In Deutschland selbst, aber auch in Österreich und in Frankreich sorgt dieser „Korridor“ jedoch für immer mehr Unmut. Vor allem Deutschland und Österreich sind derzeit Hauptzielländer der Flüchtlinge, die sich in diesen wohlhabenden Ländern eine sichere und bessere Zukunft erhoffen. Die Haltung der Durchzugsländer wird von den Politikern zunehmend als „unsolidarisch“ bezeichnet. Dass unter anderem auch Deutschland und Frankreich mit ihrer Nahost-Politik, den NATO-Kriegseinsätzen, der Unterstützung US-amerikanischer Geopolitik und den Waffenlieferungen in alle Welt für die Flüchtlingsströme mitverantwortlich sind, verschweigen sie jedoch geflissentlich.

Auf dem EU-Sondergipfel zur Flüchtlingskrise Mitte September dürften erneut Forderungen an die Länder im Osten der Europäischen Union gestellt werden, sich stärker als bisher an der Aufnahme von Flüchtlingen zu beteiligen. Die vier Visegrad-Staaten Polen, Tschechien, Ungarn und die Slowakei wollen am Freitag in Prag hierzu schon einmal eine gemeinsame Linie abstecken. Vor allem könnte es auf eine gemeinsame Ablehnung westeuropäischer Forderungen hinauslaufen. „Was den Widerstand gegen Quoten angeht, verstehen wir uns sehr gut“, meinte der tschechische Ministerpräsident Sobotka über die Haltungen in Prag, Warschau, Budapest und Bratislava. Auch im Baltikum wehren sich die Politiker gegen verpflichtende Aufnahmequoten.

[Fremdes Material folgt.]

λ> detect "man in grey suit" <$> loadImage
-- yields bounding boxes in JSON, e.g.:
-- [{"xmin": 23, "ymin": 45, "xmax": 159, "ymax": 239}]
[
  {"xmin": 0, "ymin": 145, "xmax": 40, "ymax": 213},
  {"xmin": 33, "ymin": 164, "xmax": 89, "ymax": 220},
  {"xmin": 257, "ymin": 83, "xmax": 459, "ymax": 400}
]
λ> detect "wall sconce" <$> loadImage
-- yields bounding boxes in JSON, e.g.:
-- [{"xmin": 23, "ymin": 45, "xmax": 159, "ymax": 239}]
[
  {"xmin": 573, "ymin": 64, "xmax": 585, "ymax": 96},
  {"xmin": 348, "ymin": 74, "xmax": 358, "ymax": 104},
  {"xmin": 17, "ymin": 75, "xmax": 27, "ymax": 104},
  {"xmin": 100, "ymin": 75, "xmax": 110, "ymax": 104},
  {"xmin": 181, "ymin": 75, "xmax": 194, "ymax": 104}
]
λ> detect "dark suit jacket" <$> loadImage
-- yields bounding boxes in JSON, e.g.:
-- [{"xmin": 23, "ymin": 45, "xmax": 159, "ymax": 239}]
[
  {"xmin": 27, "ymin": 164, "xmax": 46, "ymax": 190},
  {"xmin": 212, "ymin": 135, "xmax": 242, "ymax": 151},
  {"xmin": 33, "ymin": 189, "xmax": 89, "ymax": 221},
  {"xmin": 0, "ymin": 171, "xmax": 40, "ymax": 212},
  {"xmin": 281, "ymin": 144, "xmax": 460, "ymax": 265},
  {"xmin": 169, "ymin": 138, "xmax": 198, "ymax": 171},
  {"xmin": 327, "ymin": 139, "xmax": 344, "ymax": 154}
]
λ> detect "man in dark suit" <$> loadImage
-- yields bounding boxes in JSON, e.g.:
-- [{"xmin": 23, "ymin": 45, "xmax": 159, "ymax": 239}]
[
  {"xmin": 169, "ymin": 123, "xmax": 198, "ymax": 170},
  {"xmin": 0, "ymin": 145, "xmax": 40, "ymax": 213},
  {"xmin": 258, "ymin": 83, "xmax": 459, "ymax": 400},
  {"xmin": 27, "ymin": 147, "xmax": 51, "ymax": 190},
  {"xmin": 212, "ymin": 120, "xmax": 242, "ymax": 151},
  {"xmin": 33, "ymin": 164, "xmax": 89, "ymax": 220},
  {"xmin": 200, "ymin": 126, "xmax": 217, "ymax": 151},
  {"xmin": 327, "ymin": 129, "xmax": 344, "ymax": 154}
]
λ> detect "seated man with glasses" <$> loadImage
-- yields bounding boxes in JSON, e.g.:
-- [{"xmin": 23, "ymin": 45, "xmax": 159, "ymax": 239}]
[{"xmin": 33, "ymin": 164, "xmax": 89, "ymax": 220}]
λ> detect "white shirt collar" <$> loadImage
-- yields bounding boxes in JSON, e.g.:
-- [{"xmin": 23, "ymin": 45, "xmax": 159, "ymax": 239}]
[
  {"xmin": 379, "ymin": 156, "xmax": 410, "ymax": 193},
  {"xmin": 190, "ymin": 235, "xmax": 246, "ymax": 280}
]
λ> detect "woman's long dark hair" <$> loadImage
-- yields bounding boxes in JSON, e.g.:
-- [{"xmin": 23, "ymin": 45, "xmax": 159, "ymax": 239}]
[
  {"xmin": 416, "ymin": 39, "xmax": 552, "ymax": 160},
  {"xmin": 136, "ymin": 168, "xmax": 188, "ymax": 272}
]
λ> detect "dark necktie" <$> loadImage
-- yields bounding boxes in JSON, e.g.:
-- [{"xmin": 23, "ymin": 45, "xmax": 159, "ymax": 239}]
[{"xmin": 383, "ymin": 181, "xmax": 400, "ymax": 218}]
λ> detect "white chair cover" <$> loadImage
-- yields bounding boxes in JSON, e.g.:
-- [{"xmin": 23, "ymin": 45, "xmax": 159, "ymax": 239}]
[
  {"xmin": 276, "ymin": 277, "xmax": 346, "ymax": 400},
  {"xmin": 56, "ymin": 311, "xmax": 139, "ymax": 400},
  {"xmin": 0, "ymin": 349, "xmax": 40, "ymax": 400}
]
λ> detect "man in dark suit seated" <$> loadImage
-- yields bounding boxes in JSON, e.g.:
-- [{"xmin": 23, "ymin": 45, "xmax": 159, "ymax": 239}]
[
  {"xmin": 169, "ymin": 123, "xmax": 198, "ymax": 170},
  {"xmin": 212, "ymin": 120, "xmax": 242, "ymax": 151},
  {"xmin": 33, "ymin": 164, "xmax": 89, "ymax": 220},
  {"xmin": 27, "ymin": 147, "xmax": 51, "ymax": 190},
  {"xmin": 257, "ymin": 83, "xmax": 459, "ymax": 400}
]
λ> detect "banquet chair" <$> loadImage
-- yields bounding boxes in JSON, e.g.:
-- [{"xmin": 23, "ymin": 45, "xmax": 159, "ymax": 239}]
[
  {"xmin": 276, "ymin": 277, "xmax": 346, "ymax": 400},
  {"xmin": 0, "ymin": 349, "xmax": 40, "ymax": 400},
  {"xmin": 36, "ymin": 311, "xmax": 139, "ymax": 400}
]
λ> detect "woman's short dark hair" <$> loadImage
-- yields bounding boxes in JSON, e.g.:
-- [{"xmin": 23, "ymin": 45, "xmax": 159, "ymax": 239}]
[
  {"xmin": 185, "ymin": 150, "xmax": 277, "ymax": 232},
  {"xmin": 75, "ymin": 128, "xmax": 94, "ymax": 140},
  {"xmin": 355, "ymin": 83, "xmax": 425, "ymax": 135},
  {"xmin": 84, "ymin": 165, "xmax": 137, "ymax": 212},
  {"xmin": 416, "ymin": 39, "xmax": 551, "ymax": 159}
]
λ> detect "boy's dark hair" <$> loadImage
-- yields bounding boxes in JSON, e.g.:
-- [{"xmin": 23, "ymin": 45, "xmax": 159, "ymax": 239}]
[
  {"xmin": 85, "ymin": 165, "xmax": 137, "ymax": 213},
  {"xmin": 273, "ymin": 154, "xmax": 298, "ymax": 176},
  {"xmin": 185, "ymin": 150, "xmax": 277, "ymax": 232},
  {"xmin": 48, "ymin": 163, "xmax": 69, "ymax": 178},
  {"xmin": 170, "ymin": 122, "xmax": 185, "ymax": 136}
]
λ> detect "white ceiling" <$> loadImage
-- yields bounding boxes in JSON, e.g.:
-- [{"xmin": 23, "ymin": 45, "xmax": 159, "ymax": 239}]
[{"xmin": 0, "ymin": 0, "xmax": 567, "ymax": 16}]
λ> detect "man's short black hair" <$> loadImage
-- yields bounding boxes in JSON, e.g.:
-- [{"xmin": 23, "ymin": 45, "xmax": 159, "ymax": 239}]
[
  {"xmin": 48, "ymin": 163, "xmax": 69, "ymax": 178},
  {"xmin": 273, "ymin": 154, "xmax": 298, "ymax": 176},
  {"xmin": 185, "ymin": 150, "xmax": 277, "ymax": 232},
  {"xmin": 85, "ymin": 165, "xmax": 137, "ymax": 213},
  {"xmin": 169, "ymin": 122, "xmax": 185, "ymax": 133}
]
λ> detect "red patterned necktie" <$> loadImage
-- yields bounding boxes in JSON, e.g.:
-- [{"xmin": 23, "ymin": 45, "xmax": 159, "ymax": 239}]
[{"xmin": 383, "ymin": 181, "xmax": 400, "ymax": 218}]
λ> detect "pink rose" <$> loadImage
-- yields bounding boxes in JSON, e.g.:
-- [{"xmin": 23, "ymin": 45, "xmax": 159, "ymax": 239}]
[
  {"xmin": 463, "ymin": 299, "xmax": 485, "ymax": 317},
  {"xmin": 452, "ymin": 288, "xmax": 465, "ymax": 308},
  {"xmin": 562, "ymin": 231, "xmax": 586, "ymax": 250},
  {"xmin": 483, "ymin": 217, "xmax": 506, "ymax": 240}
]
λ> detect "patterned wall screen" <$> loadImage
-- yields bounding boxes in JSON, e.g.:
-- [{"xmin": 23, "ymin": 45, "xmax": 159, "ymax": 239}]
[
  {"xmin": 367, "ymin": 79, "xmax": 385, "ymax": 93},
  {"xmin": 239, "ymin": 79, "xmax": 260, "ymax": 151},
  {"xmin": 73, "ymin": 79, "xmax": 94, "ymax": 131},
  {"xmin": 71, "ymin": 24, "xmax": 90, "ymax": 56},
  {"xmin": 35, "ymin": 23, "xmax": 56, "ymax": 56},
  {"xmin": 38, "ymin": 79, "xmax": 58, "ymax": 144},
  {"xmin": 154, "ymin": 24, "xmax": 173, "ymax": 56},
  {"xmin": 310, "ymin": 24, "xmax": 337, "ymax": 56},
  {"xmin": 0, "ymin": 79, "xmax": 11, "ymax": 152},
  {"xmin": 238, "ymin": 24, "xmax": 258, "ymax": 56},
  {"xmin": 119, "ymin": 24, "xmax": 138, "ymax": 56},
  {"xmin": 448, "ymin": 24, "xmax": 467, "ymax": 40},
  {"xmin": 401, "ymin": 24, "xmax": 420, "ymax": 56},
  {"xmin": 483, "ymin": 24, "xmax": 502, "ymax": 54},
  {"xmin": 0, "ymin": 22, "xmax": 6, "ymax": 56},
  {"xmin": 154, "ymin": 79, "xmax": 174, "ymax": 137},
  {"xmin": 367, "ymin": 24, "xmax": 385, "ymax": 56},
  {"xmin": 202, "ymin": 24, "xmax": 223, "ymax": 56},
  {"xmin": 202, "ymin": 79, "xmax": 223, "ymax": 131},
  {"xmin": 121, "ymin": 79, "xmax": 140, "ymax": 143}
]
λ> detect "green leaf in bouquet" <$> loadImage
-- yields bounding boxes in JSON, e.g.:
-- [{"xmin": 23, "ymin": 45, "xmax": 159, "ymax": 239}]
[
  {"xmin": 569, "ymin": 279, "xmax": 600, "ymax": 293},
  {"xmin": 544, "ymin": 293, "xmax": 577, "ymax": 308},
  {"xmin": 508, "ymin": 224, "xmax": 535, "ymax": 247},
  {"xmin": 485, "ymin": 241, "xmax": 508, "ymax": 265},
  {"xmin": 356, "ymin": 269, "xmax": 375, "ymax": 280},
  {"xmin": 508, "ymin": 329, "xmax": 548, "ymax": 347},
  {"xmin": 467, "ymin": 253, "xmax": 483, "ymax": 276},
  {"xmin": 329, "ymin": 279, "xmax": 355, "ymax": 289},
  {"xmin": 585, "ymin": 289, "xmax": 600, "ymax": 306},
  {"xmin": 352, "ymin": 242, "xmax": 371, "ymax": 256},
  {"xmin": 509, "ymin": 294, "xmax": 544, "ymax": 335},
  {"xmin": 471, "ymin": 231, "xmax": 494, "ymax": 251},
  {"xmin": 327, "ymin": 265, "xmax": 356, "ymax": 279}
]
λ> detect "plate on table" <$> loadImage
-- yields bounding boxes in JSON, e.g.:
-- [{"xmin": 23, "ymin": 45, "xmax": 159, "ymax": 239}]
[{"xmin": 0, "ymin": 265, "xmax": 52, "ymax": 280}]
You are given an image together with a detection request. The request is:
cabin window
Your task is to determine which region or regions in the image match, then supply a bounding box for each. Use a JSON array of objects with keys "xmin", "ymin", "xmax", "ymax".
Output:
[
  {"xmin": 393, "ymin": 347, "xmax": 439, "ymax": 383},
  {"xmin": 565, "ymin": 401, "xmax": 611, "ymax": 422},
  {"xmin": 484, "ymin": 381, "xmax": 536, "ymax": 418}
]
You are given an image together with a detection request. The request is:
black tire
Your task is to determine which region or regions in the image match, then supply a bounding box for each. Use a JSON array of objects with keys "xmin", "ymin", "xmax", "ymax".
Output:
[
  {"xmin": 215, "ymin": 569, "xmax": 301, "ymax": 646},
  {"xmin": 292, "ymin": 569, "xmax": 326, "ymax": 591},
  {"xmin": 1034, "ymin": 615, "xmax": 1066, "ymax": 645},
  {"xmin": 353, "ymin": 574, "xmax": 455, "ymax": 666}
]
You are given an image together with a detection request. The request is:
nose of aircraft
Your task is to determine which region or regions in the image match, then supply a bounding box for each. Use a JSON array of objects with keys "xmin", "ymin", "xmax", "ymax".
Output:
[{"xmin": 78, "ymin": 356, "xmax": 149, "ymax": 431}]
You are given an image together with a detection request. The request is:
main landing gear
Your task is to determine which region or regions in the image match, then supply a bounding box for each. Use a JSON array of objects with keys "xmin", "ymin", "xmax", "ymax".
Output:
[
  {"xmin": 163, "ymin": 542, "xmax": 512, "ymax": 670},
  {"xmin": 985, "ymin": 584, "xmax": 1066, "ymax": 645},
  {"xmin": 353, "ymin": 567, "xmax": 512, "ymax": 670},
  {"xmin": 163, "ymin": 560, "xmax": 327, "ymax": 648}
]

Während die Kritik größerer Bevölkerungsteile über den massiven Zustrom von Flüchtlingen in Deutschland und Österreich von den regierenden Parteien, der linken Opposition und den meisten Medienvertretern – bis auf einige Boulevardblätter – ablehnend beurteilt wird, ist man sich in den mittelosteuropäischen und osteuropäischen Mitgliedsstaaten mehr oder weniger quer durch die Bank einig, dass man möglichst wenige (und nur christliche) Flüchtlinge aufnehmen möchte.

Indessen beklagen sich immer mehr deutsche Kommunen darüber, dass sie dem Flüchtlingsansturm nicht mehr gewachsen seien. Allein in Nordrhein-Westfalen sind es derzeit mehr als 6.000 Menschen pro Woche. Die Unterbringung und Versorgung der Flüchtlinge wird immer schwieriger handzuhaben. Das Verursacht auch gesellschaftlich massive Probleme, da eine ausreichende Betreuung einfach nicht mehr möglich ist.